A Digital Edition by Trinity University English Students

At once prompts for their reader’s affective devotion and expressions of their author’s personal piety, the Latin Prayers and Meditations of St. Anselm of Canterbury (d. 1109) are among the most important artifacts of England’s literary history. Richard Southern emphasized their “intensity of expression” (91), while Rosemary Woolf noted that, among readers of English religious poetry, Anselm’s name was “valued for its authority” as highly as St. Augustine’s (378). Indeed, St. Anselm had such authoritative appeal in the later Middle Ages that similar works by other eleventh- and twelfth-century writers were often attributed to him, and recent scholarship (especially by Sarah McNamer) on the influence of this material in later medieval England has focused on recovering the importance of this pseudo-Anselmian writing for Middle English lyric poetry. Yet some signs do survive attesting to the direct influence of Anselm’s authentic writings—or at least of Middle English translators’ attempts at cultivating such influence. British Library MS Harley 535, for example, preserves a unique series of prose translations of his Latin devotional texts, recently described by Evelien Hauwaerts. 

Likewise, and more directly pertinent to the field of Middle English religious poetry, one of his meditations was translated into verse, preserved uniquely (and incompletely) in Philadelphia, University of Pennsylvania MS Codex 196 (formerly MS English 1). In this poem (DIMEV 6291), in many ways comparable to the “Lamentation of St. Mary” attributed to St. Bernard of Clairvaux (d. 1153) in the Vernon manuscript (discussed by C. W. Marx), fifteenth-century English readers are presented both with Anselm as an authoritative figure (described in the translator’s original poetic prologue) and with a poetic adaptation of the text of one of Anselm’s laments—a text which the reader could perform for him or herself.
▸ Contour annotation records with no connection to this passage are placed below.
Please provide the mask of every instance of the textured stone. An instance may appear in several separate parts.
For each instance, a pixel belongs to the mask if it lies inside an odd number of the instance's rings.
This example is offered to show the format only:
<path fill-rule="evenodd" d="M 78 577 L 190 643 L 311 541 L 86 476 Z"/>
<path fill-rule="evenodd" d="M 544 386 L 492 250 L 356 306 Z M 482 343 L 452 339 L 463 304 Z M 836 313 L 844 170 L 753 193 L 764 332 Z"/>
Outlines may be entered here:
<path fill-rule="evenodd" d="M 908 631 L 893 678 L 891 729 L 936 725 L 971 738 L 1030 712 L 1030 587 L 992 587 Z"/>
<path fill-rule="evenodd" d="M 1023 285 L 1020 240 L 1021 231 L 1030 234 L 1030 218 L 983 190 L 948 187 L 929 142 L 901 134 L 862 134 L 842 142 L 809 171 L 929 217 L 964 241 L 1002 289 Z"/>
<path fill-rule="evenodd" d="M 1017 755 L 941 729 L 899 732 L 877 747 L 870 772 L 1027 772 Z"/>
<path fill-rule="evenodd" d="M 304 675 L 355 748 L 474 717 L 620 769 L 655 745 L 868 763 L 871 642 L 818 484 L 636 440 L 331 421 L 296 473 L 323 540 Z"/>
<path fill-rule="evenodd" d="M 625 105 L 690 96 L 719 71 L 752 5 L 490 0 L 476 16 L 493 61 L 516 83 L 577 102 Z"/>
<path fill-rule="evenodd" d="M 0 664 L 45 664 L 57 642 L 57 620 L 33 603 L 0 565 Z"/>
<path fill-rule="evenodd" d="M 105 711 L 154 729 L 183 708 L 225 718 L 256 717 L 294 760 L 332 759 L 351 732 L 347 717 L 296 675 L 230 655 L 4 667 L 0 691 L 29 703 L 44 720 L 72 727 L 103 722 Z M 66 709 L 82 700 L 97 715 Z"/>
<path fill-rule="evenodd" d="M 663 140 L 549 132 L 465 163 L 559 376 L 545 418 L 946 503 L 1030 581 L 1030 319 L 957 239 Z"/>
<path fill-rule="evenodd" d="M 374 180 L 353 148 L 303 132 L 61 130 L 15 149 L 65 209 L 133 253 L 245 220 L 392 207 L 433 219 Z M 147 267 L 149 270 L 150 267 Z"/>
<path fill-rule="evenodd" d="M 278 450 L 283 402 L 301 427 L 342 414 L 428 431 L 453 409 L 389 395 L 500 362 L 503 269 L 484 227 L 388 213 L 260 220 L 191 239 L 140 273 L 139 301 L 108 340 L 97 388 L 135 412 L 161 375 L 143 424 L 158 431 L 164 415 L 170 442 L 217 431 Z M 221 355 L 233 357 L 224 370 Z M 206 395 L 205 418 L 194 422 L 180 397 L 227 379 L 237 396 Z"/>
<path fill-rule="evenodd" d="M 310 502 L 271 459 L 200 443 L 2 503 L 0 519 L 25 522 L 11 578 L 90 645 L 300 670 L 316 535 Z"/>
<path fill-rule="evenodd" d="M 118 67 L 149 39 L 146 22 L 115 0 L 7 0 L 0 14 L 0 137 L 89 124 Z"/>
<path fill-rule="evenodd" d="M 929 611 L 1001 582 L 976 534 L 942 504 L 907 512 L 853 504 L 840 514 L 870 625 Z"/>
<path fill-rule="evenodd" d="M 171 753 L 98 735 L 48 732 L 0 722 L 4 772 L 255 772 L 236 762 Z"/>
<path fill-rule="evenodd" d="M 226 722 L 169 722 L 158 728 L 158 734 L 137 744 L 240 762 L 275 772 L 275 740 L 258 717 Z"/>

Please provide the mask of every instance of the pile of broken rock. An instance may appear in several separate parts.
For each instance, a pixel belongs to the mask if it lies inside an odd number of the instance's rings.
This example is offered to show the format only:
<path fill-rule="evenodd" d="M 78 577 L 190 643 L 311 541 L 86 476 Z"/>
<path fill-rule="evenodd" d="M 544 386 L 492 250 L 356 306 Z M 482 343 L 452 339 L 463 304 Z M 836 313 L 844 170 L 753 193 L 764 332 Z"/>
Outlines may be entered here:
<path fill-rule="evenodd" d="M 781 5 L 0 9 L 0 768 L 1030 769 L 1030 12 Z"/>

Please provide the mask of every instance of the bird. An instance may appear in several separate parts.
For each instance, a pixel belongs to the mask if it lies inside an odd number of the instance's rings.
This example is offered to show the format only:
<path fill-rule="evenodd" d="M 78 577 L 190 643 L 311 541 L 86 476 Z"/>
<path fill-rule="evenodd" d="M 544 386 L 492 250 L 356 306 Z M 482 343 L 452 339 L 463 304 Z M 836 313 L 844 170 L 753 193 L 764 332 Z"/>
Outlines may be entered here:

This poem has remained undiscussed since Bruce Dickens’s cursory treatment of the whole manuscript (published between the wars, when the book was still in private hands), and this is the first time that its text has been edited and made available in full. The work of preparing this edition was undertaken by students in my advanced seminar on Middle English lyric poetry in the Fall semester of 2017. Students first learned how to read fifteenth-century English scripts, and they then carefully prepared a transcription of the Penn manuscript, working from high-resolution reproductions and recording the text letter-for-letter. Next, they had to edit their transcription, consulting the Middle English Dictionary to decide on the meaning of obscure words and, in light of this research, deciding on its punctuation and capitalization (and, in just a couple of cases, needed emendations). As will be clear in the facsimile, this portion of the manuscript has been damaged such that several passages are no longer legible to the naked eye, and for these words and phrases students consulted high-contrast renderings and multispectral and ultraviolet images (samples of which are given in the edition’s “hot spots”). After the edited text was completed, students annotated it in TEI markup language, preparing it for display in the present digital edition.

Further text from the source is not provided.